I didn’t stop. I kept on dragging her across the carpet, then out through the doorway into the hall, getting halfway around the corner before she reached for the varnished doorframe. She pulled against me and began to flail her legs more violently. I struggled for a while, imagining she’d relent, but I was underestimating her. Without warning, I dropped her legs, then lunged for her wrists. I prised her hands away from the doorframe, snagging her nails, then lifted her to her feet and manhandled her through into the lounge.
I gave her a final shove and she stumbled, falling flat on her face. She turned, clutching the sheet to her body.
“You said you didn’t know him,” I said, looking down over her.
Paige glared at me, violence in her large eyes.
“You do know he killed a woman, I suppose.”
Something flickered across her face. Confusion, maybe.
“Catherine Ames. Did you know her?” There was no kind of a response. “Christ, I’m not sure why I’m even asking, you’d only lie. Here, get dressed.”
I threw her the denim jacket and the baseball trainers. To begin with, she didn’t move. Maybe she thought I was bluffing.

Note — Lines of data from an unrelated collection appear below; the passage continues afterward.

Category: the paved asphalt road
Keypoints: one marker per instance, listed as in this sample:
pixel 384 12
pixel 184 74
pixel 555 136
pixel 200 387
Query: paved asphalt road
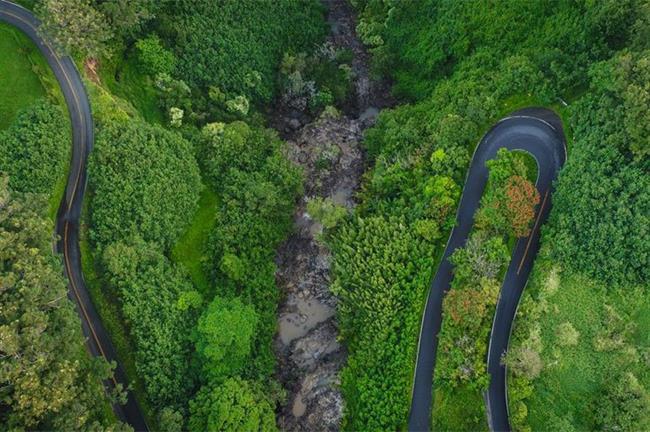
pixel 67 222
pixel 539 132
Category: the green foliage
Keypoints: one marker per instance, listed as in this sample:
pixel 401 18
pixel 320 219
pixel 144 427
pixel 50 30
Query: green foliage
pixel 189 250
pixel 149 288
pixel 24 87
pixel 238 45
pixel 154 59
pixel 224 337
pixel 549 45
pixel 154 199
pixel 326 212
pixel 600 218
pixel 45 383
pixel 33 150
pixel 381 274
pixel 580 386
pixel 257 198
pixel 75 27
pixel 316 81
pixel 624 405
pixel 235 405
pixel 509 200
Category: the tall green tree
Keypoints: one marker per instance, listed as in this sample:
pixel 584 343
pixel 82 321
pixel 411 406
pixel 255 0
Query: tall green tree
pixel 76 27
pixel 145 180
pixel 33 150
pixel 224 337
pixel 235 405
pixel 150 290
pixel 47 379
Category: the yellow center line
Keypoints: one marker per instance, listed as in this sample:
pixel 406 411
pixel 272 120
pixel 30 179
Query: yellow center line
pixel 76 99
pixel 74 289
pixel 530 237
pixel 74 189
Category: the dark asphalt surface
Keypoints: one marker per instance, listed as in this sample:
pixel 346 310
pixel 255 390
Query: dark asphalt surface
pixel 539 132
pixel 67 222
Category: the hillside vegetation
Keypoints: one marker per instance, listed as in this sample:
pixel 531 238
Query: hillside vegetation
pixel 465 64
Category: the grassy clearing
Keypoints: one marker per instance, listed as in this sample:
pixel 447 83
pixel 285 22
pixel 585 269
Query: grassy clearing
pixel 531 165
pixel 572 376
pixel 26 78
pixel 454 410
pixel 21 84
pixel 109 312
pixel 124 79
pixel 188 251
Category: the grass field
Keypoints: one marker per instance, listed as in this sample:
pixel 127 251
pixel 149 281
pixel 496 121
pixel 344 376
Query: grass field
pixel 125 80
pixel 572 376
pixel 111 318
pixel 188 251
pixel 21 86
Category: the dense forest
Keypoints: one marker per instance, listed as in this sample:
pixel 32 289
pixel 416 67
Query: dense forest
pixel 191 192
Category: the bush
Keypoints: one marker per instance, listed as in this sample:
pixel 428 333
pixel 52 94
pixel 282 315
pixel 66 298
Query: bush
pixel 33 150
pixel 238 46
pixel 235 405
pixel 224 337
pixel 379 307
pixel 144 180
pixel 48 380
pixel 149 289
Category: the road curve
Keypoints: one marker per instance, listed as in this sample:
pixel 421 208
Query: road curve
pixel 539 132
pixel 67 221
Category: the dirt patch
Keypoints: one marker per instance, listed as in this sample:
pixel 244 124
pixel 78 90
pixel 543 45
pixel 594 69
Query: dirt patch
pixel 329 152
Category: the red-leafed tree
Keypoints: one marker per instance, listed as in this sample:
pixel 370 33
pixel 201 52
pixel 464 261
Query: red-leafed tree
pixel 521 198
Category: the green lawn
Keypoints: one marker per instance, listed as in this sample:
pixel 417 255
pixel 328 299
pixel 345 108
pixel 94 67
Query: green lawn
pixel 572 376
pixel 21 86
pixel 188 251
pixel 26 77
pixel 124 79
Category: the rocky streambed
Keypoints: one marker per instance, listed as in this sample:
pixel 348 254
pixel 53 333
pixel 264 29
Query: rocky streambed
pixel 329 151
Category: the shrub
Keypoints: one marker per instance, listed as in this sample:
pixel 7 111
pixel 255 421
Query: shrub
pixel 153 58
pixel 144 180
pixel 33 150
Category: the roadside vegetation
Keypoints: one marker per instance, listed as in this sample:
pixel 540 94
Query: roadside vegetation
pixel 25 86
pixel 463 65
pixel 505 214
pixel 45 384
pixel 189 194
pixel 579 354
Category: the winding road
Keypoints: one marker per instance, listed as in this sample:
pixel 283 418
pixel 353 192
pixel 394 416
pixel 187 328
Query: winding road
pixel 539 132
pixel 67 221
pixel 535 130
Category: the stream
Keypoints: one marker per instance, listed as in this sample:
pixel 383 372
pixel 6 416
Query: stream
pixel 309 354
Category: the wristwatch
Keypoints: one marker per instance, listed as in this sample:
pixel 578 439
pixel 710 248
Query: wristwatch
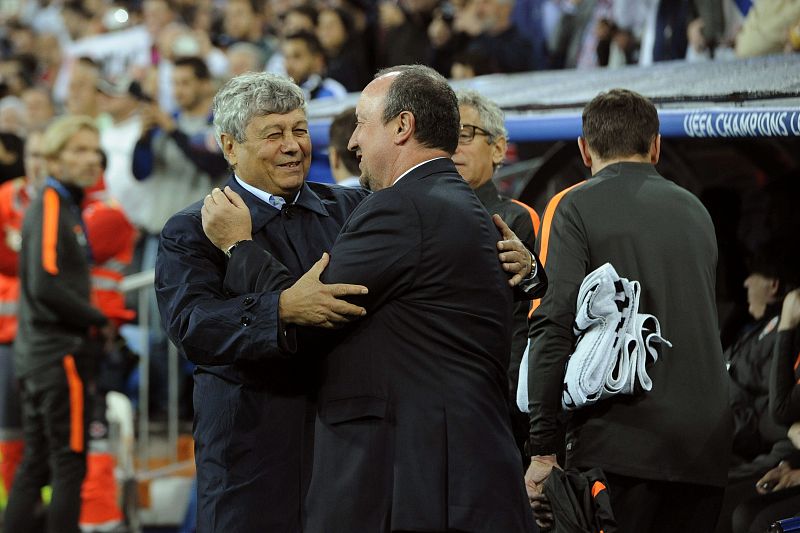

“Where are the rest of your clothes?”
Paige looked at me for a long minute. Eventually, she jerked her chin towards the bedroom. Her face was colourless, her jaw set hard. I could see the sharp outline of her clavicle through her skin.
“Wait here,” I told her, and headed back down the hallway.
The stereo was still blaring when I entered the bedroom and I yanked the power cable out from the wall. The music ceased abruptly. I cast my eyes around the room, spying a skirt, a bra and a blouse towards the foot of the bed. There was also a pair of faded, striped knickers near Bruno’s feet. I decided she could go without, then briefly locked eyes with Bruno, who still hadn’t moved.
“Be back soon,” I said. “Don’t go anywhere.”